DEV Community

Naoto Shibata for Morph

Posted on • Originally published at Medium on

Tutorial: Building SQL Agent with Langchain, OpenAI and DuckDB.

We will explain how to implement an SQL Agent using LangChain, OpenAI API, and DuckDB , and how to turn it into an application with Morph . This app will generate SQL queries using an LLM, execute them in DuckDB, and use the results to answer user questions.

LangChain is an excellent framework equipped with components and third-party integrations for developing applications that leverage LLMs.

In this article, we will build an AI workflow using LangChain and construct an AI agent workflow by issuing SQL queries on CSV data with DuckDB.
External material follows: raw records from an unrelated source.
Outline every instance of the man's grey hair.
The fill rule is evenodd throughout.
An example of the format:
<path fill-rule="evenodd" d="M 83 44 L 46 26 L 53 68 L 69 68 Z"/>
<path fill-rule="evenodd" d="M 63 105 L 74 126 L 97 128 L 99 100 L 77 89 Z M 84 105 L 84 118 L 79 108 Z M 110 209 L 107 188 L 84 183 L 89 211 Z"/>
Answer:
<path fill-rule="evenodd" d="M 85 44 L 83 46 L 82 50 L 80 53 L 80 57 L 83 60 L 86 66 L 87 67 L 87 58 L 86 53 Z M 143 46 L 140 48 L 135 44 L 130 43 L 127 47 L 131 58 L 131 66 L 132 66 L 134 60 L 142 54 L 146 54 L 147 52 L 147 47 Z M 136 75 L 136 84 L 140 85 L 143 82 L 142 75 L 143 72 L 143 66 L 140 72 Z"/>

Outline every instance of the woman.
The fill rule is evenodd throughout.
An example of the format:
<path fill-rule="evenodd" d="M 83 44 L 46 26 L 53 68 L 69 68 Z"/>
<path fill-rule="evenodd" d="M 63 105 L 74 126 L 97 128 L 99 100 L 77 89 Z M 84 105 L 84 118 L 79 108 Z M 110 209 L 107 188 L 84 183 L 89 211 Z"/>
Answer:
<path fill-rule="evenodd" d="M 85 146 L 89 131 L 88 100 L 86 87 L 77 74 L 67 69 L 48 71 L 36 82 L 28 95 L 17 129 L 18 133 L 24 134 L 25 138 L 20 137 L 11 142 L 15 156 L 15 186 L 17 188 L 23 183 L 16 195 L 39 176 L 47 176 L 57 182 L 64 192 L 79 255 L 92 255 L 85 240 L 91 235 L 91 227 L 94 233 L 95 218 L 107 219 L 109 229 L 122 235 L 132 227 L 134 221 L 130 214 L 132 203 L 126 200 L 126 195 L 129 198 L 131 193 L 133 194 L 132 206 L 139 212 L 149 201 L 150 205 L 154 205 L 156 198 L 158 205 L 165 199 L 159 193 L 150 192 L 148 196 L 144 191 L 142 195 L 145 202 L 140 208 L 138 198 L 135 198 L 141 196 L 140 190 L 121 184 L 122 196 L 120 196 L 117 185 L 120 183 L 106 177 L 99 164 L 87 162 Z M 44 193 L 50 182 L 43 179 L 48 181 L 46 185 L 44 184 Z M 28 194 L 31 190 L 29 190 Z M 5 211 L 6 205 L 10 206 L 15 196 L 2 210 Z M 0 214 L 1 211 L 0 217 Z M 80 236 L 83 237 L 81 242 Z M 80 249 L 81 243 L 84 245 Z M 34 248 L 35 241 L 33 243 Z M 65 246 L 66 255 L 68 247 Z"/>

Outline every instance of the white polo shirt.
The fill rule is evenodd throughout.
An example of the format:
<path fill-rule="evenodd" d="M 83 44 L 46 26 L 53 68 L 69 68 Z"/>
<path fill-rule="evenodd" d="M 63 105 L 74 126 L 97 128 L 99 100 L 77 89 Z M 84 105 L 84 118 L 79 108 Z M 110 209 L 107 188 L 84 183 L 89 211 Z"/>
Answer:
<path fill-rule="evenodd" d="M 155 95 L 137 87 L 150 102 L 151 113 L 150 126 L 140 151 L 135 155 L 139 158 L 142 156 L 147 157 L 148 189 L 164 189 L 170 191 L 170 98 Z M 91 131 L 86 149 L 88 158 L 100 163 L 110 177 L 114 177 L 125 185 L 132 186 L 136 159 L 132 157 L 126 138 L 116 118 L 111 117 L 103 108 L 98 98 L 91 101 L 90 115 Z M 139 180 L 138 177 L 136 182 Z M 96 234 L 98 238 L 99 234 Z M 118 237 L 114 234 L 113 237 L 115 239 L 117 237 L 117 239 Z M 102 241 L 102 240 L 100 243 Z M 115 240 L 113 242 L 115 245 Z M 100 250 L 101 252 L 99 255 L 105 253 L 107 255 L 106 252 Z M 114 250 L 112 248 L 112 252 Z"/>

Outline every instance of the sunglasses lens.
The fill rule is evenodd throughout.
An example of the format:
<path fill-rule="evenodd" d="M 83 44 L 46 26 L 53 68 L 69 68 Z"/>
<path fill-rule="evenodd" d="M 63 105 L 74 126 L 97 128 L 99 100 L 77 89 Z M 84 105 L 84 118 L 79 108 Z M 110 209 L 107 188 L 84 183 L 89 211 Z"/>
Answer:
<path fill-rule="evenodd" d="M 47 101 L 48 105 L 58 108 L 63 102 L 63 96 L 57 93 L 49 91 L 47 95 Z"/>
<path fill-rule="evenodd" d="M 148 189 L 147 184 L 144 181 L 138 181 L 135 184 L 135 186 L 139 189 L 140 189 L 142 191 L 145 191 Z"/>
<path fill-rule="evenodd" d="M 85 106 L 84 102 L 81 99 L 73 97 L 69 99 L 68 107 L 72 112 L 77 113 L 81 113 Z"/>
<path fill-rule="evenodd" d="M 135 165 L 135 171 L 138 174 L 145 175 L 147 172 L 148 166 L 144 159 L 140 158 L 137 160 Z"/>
This time, we will implement an agent that performs SQL-based Q&A on demo data containing web advertisement traffic and order performance from the following CSV file.

Traffic_Orders_Demo_Data.csv

The final output of this tutorial is available in the SQL Agent App in the following repository.

https://github.com/morph-data/morph-sample-apps

Setup

Use the morph new to create a new project. It is recommended to select Poetry as the package manager.

morph new sql-agent-app
Enter fullscreen mode Exit fullscreen mode

In pyproject.toml, set the dependencies as follows. Since DuckDB execution is handled by execute_sql included in morph-data, there is no need to install it separately.

[tool.poetry.dependencies]
python = "<3.13,>=3.9"
morph-data = "0.2.0"
langchain = "0.3.16"
langchain-core = "0.3.32"
langchain-openai = "0.3.2"
Enter fullscreen mode Exit fullscreen mode

In this tutorial, set API key in .env for OpenAI API usage.

OPENAI_API_KEY=[Put your API KEY]
Enter fullscreen mode Exit fullscreen mode

Please save the CSV data for demo data in data/Traffic_Orders_Demo_Data.csv.

Buidling frontend

With Morph, you can build frontend using mdx files in src/pages .

This time, we will use the component to create a chat interface built using LangChain. Since we want to view the data while asking questions, we display the data in a table format using side by side.

We also adjust the layout using and Tailwind CSS utility classes.

# Q&A Agent over SQL

You can ask questions to the SQL Agent about the data and get the answer in SQL.
Only admin user can ask questions to the SQL Agent.
p
<Grid cols={2} className="py-4">
    <div>
        <DataTable loadData="example_data" height={400} />
    </div>
    <div className="p-4 bg-gray-50 rounded-lg shadow-sm border border-gray-200 hover:shadow-md transition-shadow">
        <Chat postData="sql_agent" />
    </div>
</Grid>
Enter fullscreen mode Exit fullscreen mode

You can check the pages by accessing to http://localhost:8080 after running morph serve in terminal.

frontend

Building Q&A Agent with Text-to-SQL Using LangChain

We will use LangChain’s Runnable API and StructuredOutputParser to generate the necessary SQL queries to answer user questions. By executing these SQL queries with DuckDB and using the results, we will build an AI agent that answers user questions by leveraging the Runnable API again.

In MDX, the component automatically sends prompt and thread_id:

  • prompt : The message entered by the user.
  • thread_id : A unique identifier for the thread displayed in the chat UI (not used in this implementation).

By receiving the prompt and using it in the messages parameter for LangChain’s invoke function, we enable the interaction between the AI agent and the front-end.

Generating SQL Queries and Retrieving Data Based on User Questions in LangChain

First, we create a function decorated with @morph.func so that it can be handled within the Morph framework. We then initialize an instance of LangChain’s OpenAI model.

import morph
from morph import MorphGlobalContext
from morph_lib.types import MorphChatStreamChunk
from langchain_openai import ChatOpenAI

@morph.func
def sql_agent(
    context: MorphGlobalContext,
) -> Generator[MorphChatStreamChunk, None, None]:
    chat = ChatOpenAI(
        model="gpt-4o",
        temperature=1,
        streaming=False
    )
Enter fullscreen mode Exit fullscreen mode

For the CSV file used in this implementation, we specify the file path and data description in the system prompt. By providing format_instructions, we enable StructuredOutputParser to define the SQL output format.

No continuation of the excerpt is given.